After the sentencings, the U.S. attorney’s office in Spokane refused to release the list to the public, but did make it available to some state attorneys general and other agencies around the country. The Washington state Department of Health, which licenses a range of health care professionals, requested a copy of the list and received it late last week, said Donn Moyer, a department spokesman.
“We’re trying to figure out the most effective way to cross-reference names,” Moyer said, noting that there are some 300,000 people in Washington who have licenses or certificates in health-related fields.
Some licenses require a certain type of degree, as well as a test, Moyer said.

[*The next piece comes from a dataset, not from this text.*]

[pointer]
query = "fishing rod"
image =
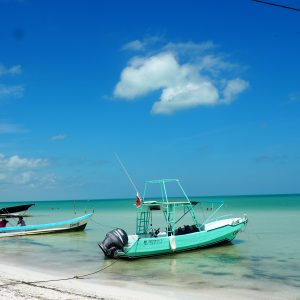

Using a bogus diploma from a phony university, or a counterfeit diploma from a real university, would be a violation of state law, he said.
Randock’s diploma mill operation did both, the federal investigation called Operation Gold Seal discovered. It also sold high school diplomas from real and fictitious schools.
Not all certificates require a specific degree, Moyer said. For example, the state’s registered counselor license only requires a $40 fee and a four-hour course on HIV training. But a person who claimed a phony degree in a brochure or on a Web site could be guilty of false advertising.
“We want people to be able to go to their health care provider and have confidence in them,” Moyer said.
The state Department of Licensing has also been following the diploma mill story with interest, said Brad Benfield. That department issues licenses and certificates to a wide range of professionals, from engineers to cosmetologists. State law requires certain professions to have specific levels of education or degrees to qualify.
“If a degree is required for that profession, and if they’re misrepresenting themselves, they’re breaking the law,” Benfield said. “Misrepresenting your credentials is a violation of that act.”
The Department of Social and Health Services also is reviewing the list published on the newspaper’s Web site earlier this week, spokeswoman Kathy Spears confirmed Wednesday.
When the Human Resources Division finds a name that matches an employee’s name, they will check whether that employee listed the degree on his or her application to get the job, had it added to the personnel file or used it to get a raise or a promotion, Spears said. If a person obtained a degree but didn’t use it for anything connected to his employment, it’s unclear yet what action would be taken, she said.
In some cases, they have found names that matched, but the employees are not the people on the list.
“This is going to take a little while to get through,” she said.